As it turned out, I got married in January so there was no chance for an outdoor send-off. I’d planned my wedding in the form of a flower-petal collection, but things hadn’t gone to plan. In a sense, many of the items which embodied my hopes for the future now betray the same disjunction between my plans and the outcomes. I kept dozens of unread books because I did plan to read them, but it never happened. I kept many old stories because, at the time, I thought I might glean some value from them as I developed my writing, but in reality most of them didn’t yield much that was salvageable, other than the practice gained in writing them.
This is the painful part of culling. It often sets in after the fervour of efficiency that filled a whole recycle bin with paper and a whole donation box with unneeded clothes. Almost always, I experience an impulse to run back to the stack of discarded items and salvage some of them, because ultimately getting rid of them registers as a loss. It’s either the loss of a connection with the past and with my own identity, or a loss of the hopes I had for the future.

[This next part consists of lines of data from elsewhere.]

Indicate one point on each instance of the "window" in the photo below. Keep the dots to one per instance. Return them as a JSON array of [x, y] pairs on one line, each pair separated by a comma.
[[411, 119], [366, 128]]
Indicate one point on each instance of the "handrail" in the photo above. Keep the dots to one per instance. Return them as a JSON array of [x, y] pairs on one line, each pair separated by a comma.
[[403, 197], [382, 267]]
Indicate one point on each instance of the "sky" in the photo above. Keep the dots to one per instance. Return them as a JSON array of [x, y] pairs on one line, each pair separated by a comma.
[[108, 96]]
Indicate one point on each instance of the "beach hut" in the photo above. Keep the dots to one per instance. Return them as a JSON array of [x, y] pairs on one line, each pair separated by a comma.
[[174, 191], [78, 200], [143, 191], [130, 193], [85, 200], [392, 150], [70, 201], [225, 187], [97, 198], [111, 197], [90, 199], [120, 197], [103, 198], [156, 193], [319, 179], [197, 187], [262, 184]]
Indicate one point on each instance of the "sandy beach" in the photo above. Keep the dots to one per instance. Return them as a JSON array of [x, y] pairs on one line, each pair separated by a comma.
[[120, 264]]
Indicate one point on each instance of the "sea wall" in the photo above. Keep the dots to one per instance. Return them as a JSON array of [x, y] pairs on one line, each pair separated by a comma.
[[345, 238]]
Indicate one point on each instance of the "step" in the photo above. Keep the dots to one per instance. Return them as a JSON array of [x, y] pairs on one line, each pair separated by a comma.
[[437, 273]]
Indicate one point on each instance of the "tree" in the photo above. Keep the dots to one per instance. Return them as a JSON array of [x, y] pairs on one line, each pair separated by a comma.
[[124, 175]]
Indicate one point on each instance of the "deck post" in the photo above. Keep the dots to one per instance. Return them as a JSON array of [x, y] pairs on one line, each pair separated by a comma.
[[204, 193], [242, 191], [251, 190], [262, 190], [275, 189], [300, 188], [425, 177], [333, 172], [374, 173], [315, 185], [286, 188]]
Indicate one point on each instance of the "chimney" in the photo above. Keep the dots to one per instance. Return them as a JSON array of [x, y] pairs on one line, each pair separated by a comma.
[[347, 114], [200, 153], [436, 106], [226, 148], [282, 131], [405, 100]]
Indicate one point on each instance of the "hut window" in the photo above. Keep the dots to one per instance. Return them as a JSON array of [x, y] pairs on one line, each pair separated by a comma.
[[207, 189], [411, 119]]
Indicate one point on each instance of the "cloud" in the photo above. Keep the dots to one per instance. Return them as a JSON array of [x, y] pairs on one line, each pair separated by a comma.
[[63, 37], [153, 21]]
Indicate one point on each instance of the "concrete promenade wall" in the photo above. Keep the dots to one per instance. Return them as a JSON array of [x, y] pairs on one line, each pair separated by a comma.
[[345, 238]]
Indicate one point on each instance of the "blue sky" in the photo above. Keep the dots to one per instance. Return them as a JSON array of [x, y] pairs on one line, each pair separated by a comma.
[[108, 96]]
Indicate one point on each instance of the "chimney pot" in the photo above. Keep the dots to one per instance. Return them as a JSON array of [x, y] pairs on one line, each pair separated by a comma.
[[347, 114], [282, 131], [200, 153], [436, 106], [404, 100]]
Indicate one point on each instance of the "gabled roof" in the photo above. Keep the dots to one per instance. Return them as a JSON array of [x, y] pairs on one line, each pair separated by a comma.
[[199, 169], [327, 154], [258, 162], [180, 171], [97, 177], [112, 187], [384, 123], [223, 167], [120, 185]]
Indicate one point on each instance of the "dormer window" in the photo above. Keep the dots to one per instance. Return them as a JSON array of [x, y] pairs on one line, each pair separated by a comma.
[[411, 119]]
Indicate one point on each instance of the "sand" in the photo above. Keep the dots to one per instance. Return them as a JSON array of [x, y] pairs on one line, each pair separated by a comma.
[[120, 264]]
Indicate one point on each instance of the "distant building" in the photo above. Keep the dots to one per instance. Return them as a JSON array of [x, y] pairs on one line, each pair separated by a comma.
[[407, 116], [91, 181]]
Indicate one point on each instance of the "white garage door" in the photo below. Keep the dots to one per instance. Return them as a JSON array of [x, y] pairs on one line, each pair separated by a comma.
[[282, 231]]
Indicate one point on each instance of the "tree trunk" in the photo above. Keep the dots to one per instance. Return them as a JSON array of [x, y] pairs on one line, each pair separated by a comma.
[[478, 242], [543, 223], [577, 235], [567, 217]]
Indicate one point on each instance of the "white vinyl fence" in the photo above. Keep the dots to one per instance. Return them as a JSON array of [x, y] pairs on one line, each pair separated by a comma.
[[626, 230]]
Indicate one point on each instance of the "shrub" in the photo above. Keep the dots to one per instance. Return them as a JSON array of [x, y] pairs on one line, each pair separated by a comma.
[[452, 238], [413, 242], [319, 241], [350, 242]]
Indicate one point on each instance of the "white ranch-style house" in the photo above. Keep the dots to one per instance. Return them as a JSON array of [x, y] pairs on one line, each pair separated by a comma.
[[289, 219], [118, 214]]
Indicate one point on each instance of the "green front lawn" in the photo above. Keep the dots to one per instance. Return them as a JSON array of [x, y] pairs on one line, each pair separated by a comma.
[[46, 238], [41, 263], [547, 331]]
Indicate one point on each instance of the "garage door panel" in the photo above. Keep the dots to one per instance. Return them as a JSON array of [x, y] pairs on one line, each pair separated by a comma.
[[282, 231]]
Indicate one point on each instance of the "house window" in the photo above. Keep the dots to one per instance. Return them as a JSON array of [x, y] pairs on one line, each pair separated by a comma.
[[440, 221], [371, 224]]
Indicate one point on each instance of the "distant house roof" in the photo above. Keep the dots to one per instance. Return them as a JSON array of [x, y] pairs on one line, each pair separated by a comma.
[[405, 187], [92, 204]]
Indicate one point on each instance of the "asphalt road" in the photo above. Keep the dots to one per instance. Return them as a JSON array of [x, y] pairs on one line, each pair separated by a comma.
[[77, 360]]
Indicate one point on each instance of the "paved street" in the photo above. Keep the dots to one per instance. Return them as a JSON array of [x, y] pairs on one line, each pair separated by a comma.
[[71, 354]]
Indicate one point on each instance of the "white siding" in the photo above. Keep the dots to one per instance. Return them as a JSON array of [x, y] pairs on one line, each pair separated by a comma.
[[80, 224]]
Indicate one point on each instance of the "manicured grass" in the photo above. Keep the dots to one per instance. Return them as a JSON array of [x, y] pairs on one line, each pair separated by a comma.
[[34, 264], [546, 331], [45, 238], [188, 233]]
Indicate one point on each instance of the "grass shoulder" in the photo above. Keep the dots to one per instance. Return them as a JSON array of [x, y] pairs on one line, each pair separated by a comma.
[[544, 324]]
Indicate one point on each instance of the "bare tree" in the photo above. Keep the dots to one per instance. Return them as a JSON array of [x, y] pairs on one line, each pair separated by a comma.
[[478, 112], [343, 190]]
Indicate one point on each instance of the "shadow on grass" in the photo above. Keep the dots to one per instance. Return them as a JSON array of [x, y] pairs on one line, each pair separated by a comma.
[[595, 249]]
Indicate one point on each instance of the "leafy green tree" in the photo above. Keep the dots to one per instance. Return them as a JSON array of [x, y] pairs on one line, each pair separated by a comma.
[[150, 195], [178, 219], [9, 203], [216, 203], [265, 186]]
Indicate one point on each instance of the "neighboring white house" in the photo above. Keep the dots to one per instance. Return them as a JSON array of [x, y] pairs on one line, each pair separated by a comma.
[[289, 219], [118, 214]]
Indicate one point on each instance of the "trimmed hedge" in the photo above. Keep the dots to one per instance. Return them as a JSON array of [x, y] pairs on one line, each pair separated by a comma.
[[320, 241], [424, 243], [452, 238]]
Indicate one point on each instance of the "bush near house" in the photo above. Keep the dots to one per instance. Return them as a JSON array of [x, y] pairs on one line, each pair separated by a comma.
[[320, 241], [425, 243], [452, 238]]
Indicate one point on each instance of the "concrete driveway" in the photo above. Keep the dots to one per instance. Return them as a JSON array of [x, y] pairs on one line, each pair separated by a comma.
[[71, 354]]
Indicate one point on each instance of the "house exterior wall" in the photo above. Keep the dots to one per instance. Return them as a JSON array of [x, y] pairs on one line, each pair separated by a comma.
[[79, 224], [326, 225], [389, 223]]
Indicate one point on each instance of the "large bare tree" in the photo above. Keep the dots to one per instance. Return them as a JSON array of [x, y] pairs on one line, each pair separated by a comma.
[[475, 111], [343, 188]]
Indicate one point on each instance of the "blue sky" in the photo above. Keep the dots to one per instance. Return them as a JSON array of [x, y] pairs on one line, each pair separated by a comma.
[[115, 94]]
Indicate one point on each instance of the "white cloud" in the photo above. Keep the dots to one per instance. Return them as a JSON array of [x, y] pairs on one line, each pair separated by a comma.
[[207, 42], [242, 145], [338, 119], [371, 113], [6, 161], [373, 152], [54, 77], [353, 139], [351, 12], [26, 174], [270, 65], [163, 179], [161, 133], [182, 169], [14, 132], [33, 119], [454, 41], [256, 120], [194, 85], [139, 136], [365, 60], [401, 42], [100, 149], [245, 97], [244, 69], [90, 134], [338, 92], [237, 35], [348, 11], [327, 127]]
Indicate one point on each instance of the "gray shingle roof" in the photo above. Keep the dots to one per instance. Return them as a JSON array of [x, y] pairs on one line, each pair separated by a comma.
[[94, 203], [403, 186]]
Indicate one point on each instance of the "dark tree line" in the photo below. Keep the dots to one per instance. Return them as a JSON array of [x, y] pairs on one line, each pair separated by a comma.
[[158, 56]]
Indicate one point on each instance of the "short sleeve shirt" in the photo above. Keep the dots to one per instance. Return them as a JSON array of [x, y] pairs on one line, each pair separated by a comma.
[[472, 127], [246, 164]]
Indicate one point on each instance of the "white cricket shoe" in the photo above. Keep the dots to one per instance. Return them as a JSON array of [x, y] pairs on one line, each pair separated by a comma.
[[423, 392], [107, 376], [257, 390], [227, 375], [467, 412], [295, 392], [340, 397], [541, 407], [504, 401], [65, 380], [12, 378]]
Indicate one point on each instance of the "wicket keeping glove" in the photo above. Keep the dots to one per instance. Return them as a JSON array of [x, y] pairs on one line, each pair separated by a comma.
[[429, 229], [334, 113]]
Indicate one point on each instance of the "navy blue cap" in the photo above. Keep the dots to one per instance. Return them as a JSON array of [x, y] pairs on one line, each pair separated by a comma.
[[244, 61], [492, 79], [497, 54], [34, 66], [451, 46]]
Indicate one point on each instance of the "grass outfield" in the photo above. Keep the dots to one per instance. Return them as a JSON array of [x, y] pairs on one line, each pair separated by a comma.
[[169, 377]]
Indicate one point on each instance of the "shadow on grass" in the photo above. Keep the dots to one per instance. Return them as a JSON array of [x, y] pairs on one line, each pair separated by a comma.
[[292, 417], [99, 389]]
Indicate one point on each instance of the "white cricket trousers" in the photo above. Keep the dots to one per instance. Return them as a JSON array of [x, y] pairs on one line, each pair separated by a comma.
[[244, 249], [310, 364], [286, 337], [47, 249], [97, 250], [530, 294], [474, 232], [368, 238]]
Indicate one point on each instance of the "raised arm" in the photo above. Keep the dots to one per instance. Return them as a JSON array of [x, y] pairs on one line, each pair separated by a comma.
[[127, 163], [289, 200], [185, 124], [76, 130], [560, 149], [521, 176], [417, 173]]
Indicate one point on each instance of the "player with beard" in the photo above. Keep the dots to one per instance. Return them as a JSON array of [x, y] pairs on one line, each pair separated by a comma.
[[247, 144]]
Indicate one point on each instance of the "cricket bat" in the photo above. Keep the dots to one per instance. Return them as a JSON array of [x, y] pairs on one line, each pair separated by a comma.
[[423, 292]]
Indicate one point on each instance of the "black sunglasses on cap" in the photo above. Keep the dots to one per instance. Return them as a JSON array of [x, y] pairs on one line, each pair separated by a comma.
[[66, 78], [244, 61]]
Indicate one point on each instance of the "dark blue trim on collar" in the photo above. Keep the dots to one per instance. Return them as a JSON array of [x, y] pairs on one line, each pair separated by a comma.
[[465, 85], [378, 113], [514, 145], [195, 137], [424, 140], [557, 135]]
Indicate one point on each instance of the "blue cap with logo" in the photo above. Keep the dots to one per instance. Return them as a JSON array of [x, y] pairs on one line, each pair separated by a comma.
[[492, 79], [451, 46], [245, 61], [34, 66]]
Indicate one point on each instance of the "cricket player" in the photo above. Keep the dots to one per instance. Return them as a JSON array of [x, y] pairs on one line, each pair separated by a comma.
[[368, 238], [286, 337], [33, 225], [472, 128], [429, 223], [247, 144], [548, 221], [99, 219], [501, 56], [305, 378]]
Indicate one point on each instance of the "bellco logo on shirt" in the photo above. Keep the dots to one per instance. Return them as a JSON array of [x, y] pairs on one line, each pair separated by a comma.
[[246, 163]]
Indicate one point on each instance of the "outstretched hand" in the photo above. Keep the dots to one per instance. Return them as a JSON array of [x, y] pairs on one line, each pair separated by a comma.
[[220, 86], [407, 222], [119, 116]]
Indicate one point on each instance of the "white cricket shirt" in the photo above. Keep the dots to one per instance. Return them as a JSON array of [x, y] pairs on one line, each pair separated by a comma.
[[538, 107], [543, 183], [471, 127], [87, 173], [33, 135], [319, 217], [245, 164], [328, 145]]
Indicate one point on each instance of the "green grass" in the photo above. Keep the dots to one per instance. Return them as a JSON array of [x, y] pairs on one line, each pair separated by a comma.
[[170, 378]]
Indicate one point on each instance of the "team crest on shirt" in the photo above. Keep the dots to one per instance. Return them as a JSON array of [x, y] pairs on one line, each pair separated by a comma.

After a wholesale purging, though, there is a kind of relief. It’s not only the relief of having more space to live and move in, and less mental clutter, but the relief that actually comes with letting go of certain things. It turns out, sometimes my sentimental or archival attachment to things can keep me tethered to memories that don’t need reliving, experiences that don’t need analysing any longer. Discarding the objects associated with those memories is like a kind of forgiveness, consigning failures, confusion, or old hurts to oblivion.
In my life generally, I’m trying to hoard fewer things, and feel less need to archive every scrap of my life for future reference. There are practical reasons for this, but in large part it’s a result of realising that my hoarding habit can be very unforgiving. Letting go of things in the form of deleting emails, giving away old clothes, and discarding paper records is actually one way of being merciful with myself by freeing my mind from having to think about the past habitually. It’s also, sometimes, one way of accepting the present situation more readily, regardless of whether it conforms to old expectations.